El surfista debe actuar, porque la ola se va a cerrar y, cuando lo haga, será como si estuviera dentro de una enorme lavadora. Durante unos 40 segundos dará fuertes bandazos bajo el agua. Tomará una gran bocanada de aire y mantendrá la respiración bajo el agua mientras espera que una moto acuática vaya a recogerlo.
El día antes de capturar esta imagen, un amigo me habló de un lugar para los amantes del surf llamado Dungeons, en Ciudad del Cabo. Sabía que se aproximaba un fuerte oleaje y, como las olas de este tamaño no son habituales en el verano en Sudáfrica, supe que sería un buen momento para conseguir fotos impresionantes: nunca dejo pasar la oportunidad de hacer fotos de surf.
No esperaba que el oleaje acabara siendo tan fuerte. Las olas como la de la foto son peligrosas, incluso mortales. Debes saber qué estás haciendo y, si te caes, debes estar preparado para lo que venga. Y, al mismo tiempo, esta es la razón por la que me apasiona este momento en el que el ser humano conquista la naturaleza, aunque solo sea por un instante.

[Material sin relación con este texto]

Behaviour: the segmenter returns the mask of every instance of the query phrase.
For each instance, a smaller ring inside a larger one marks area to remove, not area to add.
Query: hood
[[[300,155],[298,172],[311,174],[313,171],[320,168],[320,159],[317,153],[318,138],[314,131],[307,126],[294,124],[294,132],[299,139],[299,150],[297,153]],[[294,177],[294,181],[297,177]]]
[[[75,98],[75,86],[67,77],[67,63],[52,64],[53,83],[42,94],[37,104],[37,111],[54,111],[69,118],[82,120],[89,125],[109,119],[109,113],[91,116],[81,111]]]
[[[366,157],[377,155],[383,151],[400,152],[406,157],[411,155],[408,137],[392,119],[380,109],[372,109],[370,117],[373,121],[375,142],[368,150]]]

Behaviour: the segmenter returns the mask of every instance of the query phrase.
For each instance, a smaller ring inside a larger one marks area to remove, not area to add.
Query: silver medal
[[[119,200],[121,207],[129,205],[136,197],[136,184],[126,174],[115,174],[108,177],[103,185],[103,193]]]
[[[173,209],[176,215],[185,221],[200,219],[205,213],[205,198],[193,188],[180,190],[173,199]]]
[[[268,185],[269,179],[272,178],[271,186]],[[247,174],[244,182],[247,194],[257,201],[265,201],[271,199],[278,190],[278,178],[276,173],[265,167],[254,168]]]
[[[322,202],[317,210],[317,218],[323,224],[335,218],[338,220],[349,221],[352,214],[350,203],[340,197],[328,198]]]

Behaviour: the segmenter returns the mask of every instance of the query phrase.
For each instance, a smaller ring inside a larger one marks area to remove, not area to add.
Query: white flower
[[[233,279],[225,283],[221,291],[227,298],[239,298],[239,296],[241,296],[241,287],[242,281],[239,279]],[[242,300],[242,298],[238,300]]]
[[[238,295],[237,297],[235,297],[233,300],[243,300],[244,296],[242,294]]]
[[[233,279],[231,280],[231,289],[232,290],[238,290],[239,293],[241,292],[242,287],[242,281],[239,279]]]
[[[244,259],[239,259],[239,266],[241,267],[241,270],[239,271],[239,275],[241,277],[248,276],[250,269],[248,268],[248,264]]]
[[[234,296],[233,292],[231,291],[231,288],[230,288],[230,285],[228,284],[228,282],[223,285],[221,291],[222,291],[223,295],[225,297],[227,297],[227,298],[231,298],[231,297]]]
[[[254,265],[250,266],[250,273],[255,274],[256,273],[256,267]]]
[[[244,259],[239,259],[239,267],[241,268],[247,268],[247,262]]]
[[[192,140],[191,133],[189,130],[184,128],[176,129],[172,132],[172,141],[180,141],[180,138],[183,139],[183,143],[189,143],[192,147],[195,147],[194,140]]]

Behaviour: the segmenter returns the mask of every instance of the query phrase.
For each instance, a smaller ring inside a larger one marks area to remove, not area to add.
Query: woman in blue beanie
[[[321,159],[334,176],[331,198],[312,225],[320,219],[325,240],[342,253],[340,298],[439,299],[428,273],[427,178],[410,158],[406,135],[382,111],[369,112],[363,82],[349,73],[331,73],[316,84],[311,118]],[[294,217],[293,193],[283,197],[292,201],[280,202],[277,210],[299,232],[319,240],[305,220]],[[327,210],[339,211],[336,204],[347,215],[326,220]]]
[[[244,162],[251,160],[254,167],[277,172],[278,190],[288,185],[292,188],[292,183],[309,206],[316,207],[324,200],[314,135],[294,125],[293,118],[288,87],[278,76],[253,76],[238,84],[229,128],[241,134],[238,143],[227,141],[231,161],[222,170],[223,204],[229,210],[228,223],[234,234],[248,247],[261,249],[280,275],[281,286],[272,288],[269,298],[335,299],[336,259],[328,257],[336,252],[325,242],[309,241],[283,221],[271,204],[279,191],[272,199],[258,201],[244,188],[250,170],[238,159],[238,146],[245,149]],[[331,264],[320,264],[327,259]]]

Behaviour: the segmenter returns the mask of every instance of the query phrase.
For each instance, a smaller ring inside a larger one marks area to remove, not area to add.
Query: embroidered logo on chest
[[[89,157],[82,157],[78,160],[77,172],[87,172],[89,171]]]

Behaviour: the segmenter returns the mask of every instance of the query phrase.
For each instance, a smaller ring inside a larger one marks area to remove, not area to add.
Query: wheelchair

Disparé esta imagen desde un barco con la Sony Alpha 7 III y el teleobjetivo zoom Sony 70-300mm f/4.5-5.6 G OSS. Es un objetivo muy bien construido, que además es nítido y versátil. Capturé una secuencia completa del chico surfeando, desde que empieza hasta que la ola se cierra y dejas de verlo, y todas las imágenes están perfectamente enfocadas. Las cámaras Sony Alpha son geniales para hacer un seguimiento de los sujetos, especialmente cuando pueden bloquear el rostro. Son muy útiles, especialmente para mi estilo de fotografía.
Me encanta la belleza de esta escena. Refleja el poder de la naturaleza y la emoción y el valor de estos surfistas que se enfrentan a grandes olas. Pueden esperar varios meses para una ola como esta. Los nervios de la noche previa no les dejan dormir, y de repente se presenta un instante como este, en el que golpean una preciosa ola inmensa. Luego viene la parte más aterradora, el cierre, y durante una fracción de segundo, la emoción y el miedo embargan al surfista.
Me gusta todo de esta imagen, y la historia detrás de ella, incluso más. Significa mucho para mí y nunca olvidaré a las personas que me ayudaron a volver a hacer fotos y que nunca se olvidaron de mi fotografía. Por ello, es la única de mis imágenes que tengo colgada en la pared.
"Todo lo que tenemos es el ahora. Debemos ver el pasado como una lección, el futuro como una posibilidad y el presente, como el mejor momento de nuestras vidas".